Sunday, April 5, 2015

Review: The Book of Mormon

If you haven't heard of The Book of Mormon, you aren't really in tune with the Broadway scene. I'm serious. The show has won major awards since opening on Broadway in 2011 and has set ticket sale records for good reason. It's hilarious, smart and entertaining from start to finish.

The satirical piece follows two Mormon missionary companions to Uganda. From their start at missionary camp through to the end of the story, there were laughs and 'I can't believe they just did that' moments. Elder Price and Elder Cunningham are two mismatched missionaries. Price is an overachieving overly-confident kid who believes he is God's gift to the world while Cunningham is a weird socially awkward guy with no friends and a penchant for lying. The two are sent to Uganda (much to Price's dismay because he wanted to be sent to Orlando) and well...if the jokes about Mormonism weren't un-PC enough, the jokes about Africa could take an easily offended person right over the edge.

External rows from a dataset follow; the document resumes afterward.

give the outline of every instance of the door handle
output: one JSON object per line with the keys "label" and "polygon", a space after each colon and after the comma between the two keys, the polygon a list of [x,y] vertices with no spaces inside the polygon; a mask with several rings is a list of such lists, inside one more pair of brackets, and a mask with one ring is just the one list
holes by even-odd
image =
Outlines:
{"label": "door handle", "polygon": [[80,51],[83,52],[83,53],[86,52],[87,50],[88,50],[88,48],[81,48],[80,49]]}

Luckily I'm not that easily offended. Most of the points that the creators were making were valid, even though they were done in a way that may not have been PC for most. I don't know enough, or really anything about Mormonism (besides the mission and the full bodied underwear they have to wear) to really discuss any of the criticisms in detail, but understand enough to know that - yeah, it does seem strange that Joseph Smith never showed anyone the gold plates. WHERE ARE THE GOLD PLATES. It was facts like that that the creators of the show really hammered into.

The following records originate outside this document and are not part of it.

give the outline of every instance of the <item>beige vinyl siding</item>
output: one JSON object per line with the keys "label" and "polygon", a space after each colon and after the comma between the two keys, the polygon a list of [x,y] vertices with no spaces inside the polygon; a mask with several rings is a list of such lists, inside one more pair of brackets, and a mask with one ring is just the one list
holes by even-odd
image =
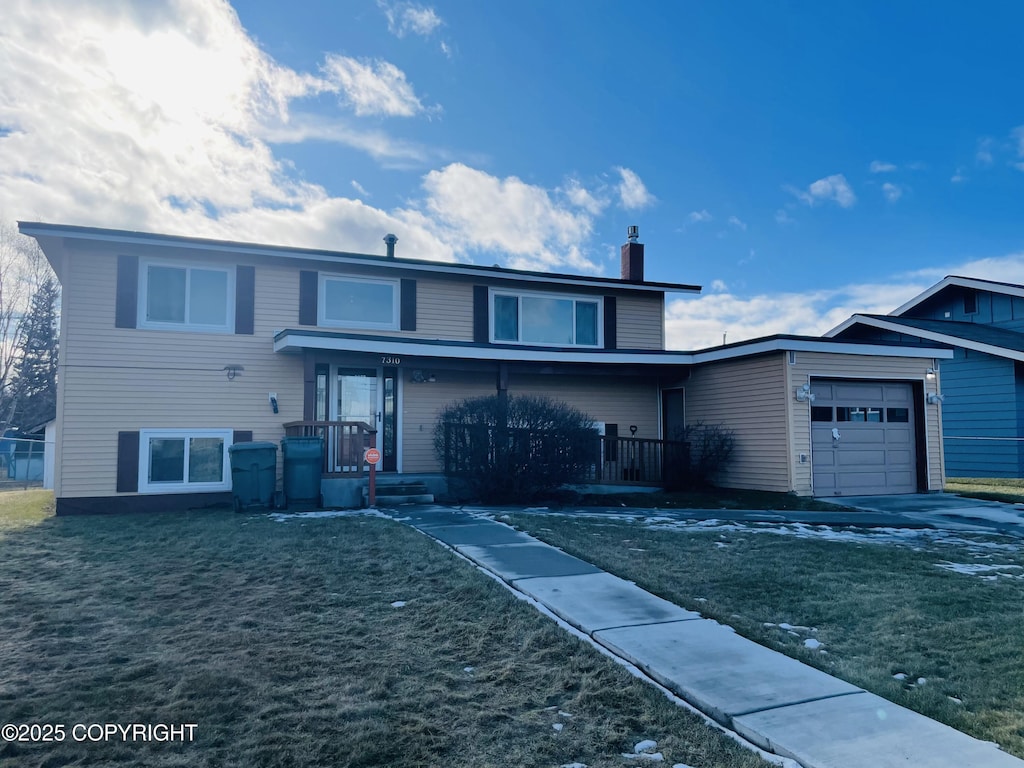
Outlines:
{"label": "beige vinyl siding", "polygon": [[411,371],[402,371],[402,465],[403,472],[439,472],[434,454],[434,424],[449,403],[497,392],[495,373],[439,370],[437,381],[416,384]]}
{"label": "beige vinyl siding", "polygon": [[513,375],[511,395],[534,395],[561,400],[580,409],[594,421],[618,424],[619,435],[629,437],[635,424],[636,436],[661,436],[658,383],[640,376]]}
{"label": "beige vinyl siding", "polygon": [[718,477],[727,488],[790,490],[785,355],[709,363],[686,382],[687,424],[721,424],[736,447]]}
{"label": "beige vinyl siding", "polygon": [[[931,358],[881,357],[877,355],[837,355],[822,352],[796,352],[796,362],[787,365],[788,392],[791,403],[790,431],[793,435],[793,489],[800,495],[813,492],[811,475],[814,457],[811,454],[810,403],[798,403],[793,393],[809,379],[826,377],[835,379],[875,379],[887,381],[923,382],[925,394],[938,391],[938,380],[928,381],[925,373],[934,367]],[[929,491],[941,491],[945,470],[942,455],[941,406],[925,405],[925,443],[927,456],[918,461],[928,462]],[[810,461],[801,464],[799,456],[806,453]]]}
{"label": "beige vinyl siding", "polygon": [[620,296],[616,301],[619,349],[665,348],[665,296]]}
{"label": "beige vinyl siding", "polygon": [[[257,265],[251,336],[115,328],[116,271],[114,254],[75,253],[64,273],[58,496],[114,493],[121,430],[238,429],[277,441],[284,422],[302,418],[302,359],[272,344],[297,316],[296,270]],[[228,364],[245,370],[229,381]]]}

I was really surprised how well they balanced the awful things that have happened in Africa (i.e. female circumcision, widespread AIDS, and warlord suppression of people) with humour. It was probably because they cut that tension right away with the first song when the missionaries arrived in Africa called Hasa Diga Eebowai. A saying that has the same purpose as Hakuna Matata from The Lion King, but then it turns out that when the Africans are feeling bad and upset the thing that they are saying to make themselves feel better was translated to 'F you God'. Much to the horror or the missionaries.

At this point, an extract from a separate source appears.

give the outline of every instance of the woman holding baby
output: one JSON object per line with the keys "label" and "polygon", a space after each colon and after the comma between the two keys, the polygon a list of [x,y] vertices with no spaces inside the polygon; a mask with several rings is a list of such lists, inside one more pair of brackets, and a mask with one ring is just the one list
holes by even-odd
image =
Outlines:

When we left the theatre, I expected to see some horrified faces. We are living in one of the most conservative places in the country, so it wouldn't be too odd to see a few, but this audience didn't seem to phased by the whole thing. Maybe those people stayed away. The full run of the show, brought to us by Broadway Across Canada, in Calgary was sold out months before it arrived.

If you ever get the chance to see The Book of Mormon, do it. You will not be disappointed.*

Verdict: 4.3 Stars


*Unless of course you are a Mormon, in which case, I would suggest you not see it because you will most definitely be offended.